Season 2 of Marvel’s Luke Cage Breaks Down More Doors
Late June saw the much anticipated second season of Marvel’s Luke Cage on Netflix, and we’re here to tell you that you won’t be disappointed in yourself for binge-watching this one.
Season 2 starts off full-throttle. The first scene of episode 1, titled “Soul Brother #1,” is a well-choreographed action sequence leading into the intro sequence and revealing the director of this episode to be, surprisingly enough, the one and only Lucy Lui.
This season continues it’s particular stylistic flair of incorporating guest musical performances within many of the episodes, including performances by Gary Clark Jr., Esperanza Spalding, Ghostface Killah, and Stephen Marley.
Many actors reprise their roles from the first season. Alfre Woodard and Theo Rossi deliver outstanding performances as the morally corrupt and psychopathic Mariah Dillard and Hernan “Shades” Alvarez, respectively. A new, more physically formidable villain also shows up by the name of Bushmaster, portrayed by Mustafa Shakir.
Simone Missick is back as the feisty Misty Knight, and without saying too much, we see her gain an advantage in her continued efforts to keep Harlem safe. Fans of the character can rejoice in knowing that she’s becoming the Misty Knight we know from the comics.

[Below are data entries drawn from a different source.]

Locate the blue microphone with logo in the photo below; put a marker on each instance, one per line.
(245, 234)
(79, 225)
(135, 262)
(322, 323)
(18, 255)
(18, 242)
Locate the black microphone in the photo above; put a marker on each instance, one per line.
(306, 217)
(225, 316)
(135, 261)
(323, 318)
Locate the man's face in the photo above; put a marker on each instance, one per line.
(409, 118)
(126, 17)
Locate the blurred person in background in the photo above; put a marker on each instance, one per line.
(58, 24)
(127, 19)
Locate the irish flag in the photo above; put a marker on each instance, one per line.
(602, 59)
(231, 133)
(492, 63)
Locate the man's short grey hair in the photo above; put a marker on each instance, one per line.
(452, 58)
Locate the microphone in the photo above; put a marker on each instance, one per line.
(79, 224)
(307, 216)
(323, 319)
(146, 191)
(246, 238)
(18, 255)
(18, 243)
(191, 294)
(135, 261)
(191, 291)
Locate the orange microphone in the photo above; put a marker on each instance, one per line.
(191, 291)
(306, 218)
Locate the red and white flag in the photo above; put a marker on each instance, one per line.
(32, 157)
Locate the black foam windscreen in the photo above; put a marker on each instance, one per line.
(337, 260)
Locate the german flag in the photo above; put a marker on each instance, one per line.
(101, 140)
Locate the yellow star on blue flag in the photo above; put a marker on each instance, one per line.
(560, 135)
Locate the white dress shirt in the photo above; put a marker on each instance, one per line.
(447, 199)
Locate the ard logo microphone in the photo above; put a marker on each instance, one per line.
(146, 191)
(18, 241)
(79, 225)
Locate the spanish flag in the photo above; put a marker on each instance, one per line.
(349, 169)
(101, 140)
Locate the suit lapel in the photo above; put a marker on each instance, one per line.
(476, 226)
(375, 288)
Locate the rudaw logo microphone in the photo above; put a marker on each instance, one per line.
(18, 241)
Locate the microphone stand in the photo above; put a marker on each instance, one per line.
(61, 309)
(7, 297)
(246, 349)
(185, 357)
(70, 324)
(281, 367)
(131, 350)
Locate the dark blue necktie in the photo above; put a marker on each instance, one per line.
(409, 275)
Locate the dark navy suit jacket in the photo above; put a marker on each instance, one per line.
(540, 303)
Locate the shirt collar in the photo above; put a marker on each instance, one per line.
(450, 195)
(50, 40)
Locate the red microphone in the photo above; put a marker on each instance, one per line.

Alluding to the comics further, we see exciting appearances by Danny Rand (Finn Jones), aka the Iron Fist, and Colleen Wing (Jessica Henwick). Luke Cage (Mike Colter) fights alongside Danny, Misty with Colleen, and with this, we get two iterations of the same team, known in the comics as Heroes for Hire, a team that first appeared in pages in 1978. Luke even occasionally utters his famously corny catchphrase, “Sweet Christmas,” a deep cut comic book allusion to tug on the heartstrings of longtime Luke Cage fans.
As the bulletproof man, you can believe that Luke Cage takes countless bullets to the chest and back. In fact, he often just stands still and takes shots. Honestly, it kind of gets old after a while. I’ll admit that some of the fight scenes are frustratingly campy. I get that this is a show based on comic book characters, but campy action scenes like some of the ones in this show take me out of the story and into an annoying state of disbelief.
Luke Cage Season 2 explores a plethora of themes that keep the show substantially relative, including the loyalty and obligations involved in what it means to be part of a family. Luke Cage has issues with his father (Reg E. Cathey), Mariah has issues with her daughter, Tilda Johnson (Gabrielle Dennis), Shades and Claire Temple, reprised by the prolific Rosario Dawson, are separately caught up in the mix. Luke also struggles with his identity as a hero, a celebrity, and a lover. He confronts many questions about himself throughout the season. Do his abilities allow Cage to be judge, jury, and executioner? Where should the line be drawn? Does the law need to clash with vigilantism, or should they exist exclusively? Is it okay to do the wrong thing for the right reason?
If you want the answers to these questions, you’ll have to sink your eyes into the show. Both seasons of Marvel’s Luke Cage are currently streaming on Netflix.